Hay un libro viejo, olvidado, pero muy recomendable, que se llama La obediencia a la autoridad, del sicólogo estadounidense Stanley Milgram.

En 1961, una de las grandes noticias mundiales era el inicio del juicio del criminal de guerra nazi Adolf Eichmann, en Jerusalén. La defensa de Eichmann consistía en alegar que él simplemente había seguido órdenes, de modo que Milgram ideó un experimento para determinar si era creíble que una persona común y corriente ejecutara actos malvados si se le ordenaba hacerlo.

Oficialmente, el experimento tenía el propósito de estudiar los efectos del castigo en el aprendizaje. A una persona (el estudiante) se le ataba a una silla, se le conectaban electrodos y se le pedía que aprendiera unas palabras. A otra persona (el profesor), se le encargaba que le tomara la lección al estudiante y que le aplicara descargas eléctricas de intensidad creciente cada vez que este se equivocara. Al primer error, el profesor enviaba una descarga eléctrica de 15 voltios. Al segundo, la descarga subía a 30 voltios, y así sucesivamente, hasta 450 voltios. El profesor aplicaba las descargas con un aparato, que no solo medía la intensidad con una aguja, sino que además tenía letreros como: “descarga ligera” o “peligro: descarga severa”.

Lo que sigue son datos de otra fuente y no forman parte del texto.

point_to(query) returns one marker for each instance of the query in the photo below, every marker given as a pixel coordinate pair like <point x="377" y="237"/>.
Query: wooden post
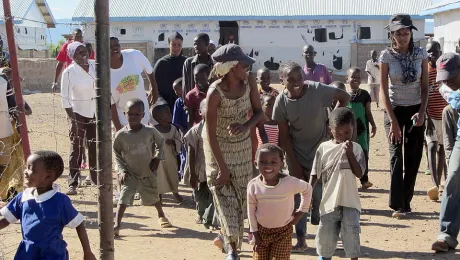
<point x="104" y="130"/>
<point x="16" y="79"/>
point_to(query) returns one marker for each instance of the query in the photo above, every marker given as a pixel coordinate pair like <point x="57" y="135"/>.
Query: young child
<point x="44" y="212"/>
<point x="197" y="94"/>
<point x="138" y="151"/>
<point x="338" y="163"/>
<point x="360" y="103"/>
<point x="270" y="126"/>
<point x="373" y="79"/>
<point x="264" y="79"/>
<point x="168" y="180"/>
<point x="272" y="229"/>
<point x="198" y="180"/>
<point x="300" y="112"/>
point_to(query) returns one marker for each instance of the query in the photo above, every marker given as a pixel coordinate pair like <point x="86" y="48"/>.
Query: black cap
<point x="400" y="21"/>
<point x="446" y="66"/>
<point x="232" y="52"/>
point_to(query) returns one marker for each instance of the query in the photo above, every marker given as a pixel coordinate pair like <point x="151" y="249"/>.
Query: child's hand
<point x="257" y="241"/>
<point x="296" y="217"/>
<point x="89" y="256"/>
<point x="154" y="164"/>
<point x="373" y="131"/>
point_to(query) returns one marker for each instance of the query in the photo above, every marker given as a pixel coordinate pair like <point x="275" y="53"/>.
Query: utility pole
<point x="16" y="79"/>
<point x="103" y="131"/>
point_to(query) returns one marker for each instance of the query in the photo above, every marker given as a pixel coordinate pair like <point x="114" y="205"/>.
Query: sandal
<point x="164" y="222"/>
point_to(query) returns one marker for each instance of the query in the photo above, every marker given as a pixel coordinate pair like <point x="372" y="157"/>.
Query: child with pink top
<point x="272" y="229"/>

El verdadero centro del estudio era el profesor. Este era un voluntario que realmente pensaba que estaba tomando una lección y administrando descargas eléctricas. El estudiante, en cambio, era un actor que en realidad no sufría ningún daño. Lo que se quería medir era hasta qué voltaje estaba dispuesto a llegar cada “profesor”, sabiendo que infligía un dolor cada vez mayor al estudiante. Con cada descarga, los estudiantes no solo se quejaban, sino que protestaban, suplicaban o demandaban ser liberados. A los 285 voltios, los actores debían emitir gemidos tan fuertes que, sin duda, pudieran ser tomados como gritos de agonía.

Para consternación de todos, el experimento (que ha sido replicado varias veces) muestra siempre que entre el 61 % y el 66 % de los “profesores” llega a descargar en los “estudiantes” el voltaje máximo de 450 voltios. En el transcurso del experimento original, todos los “profesores” lo cuestionaron en cierto punto, pero la mayoría se dejó convencer con argumentos como “el estudio debe continuar” o “usted se obligó a obedecer”. Ningún “profesor” se negó rotundamente a aplicar más descargas antes de alcanzar los 300 voltios, nivel en el que los “alumnos” empezaban a dar señales de estar corriendo un riesgo mortal. 

Antes del experimento, Milgram y su equipo pensaban que la mayoría de los sujetos se detendría en 130 voltios y que solo algunos sádicos aplicarían el voltaje máximo.

Se ha debatido si este experimento realmente puede dar luces sobre el holocausto, pero, más tarde, en 1963, Hannah Arendt publicó su libro más conocido, que lleva como subtítulo Un informe sobre la banalidad del mal. En él, Arendt se aparta de la visión de Eichmann como un monstruo sádico, y más bien lo cataloga de payaso: un burócrata sin inspiración que se sentaba en su escritorio y cumplía con su deber. De hecho, está documentado que a Eichmann le daba asco ir a los campos de concentración.

Milgram escribió que la lección más fundamental de su estudio es que “gente común y corriente, simplemente haciendo sus trabajos, y sin ninguna hostilidad particular, pueden volverse agentes en un terrible proceso de destrucción”.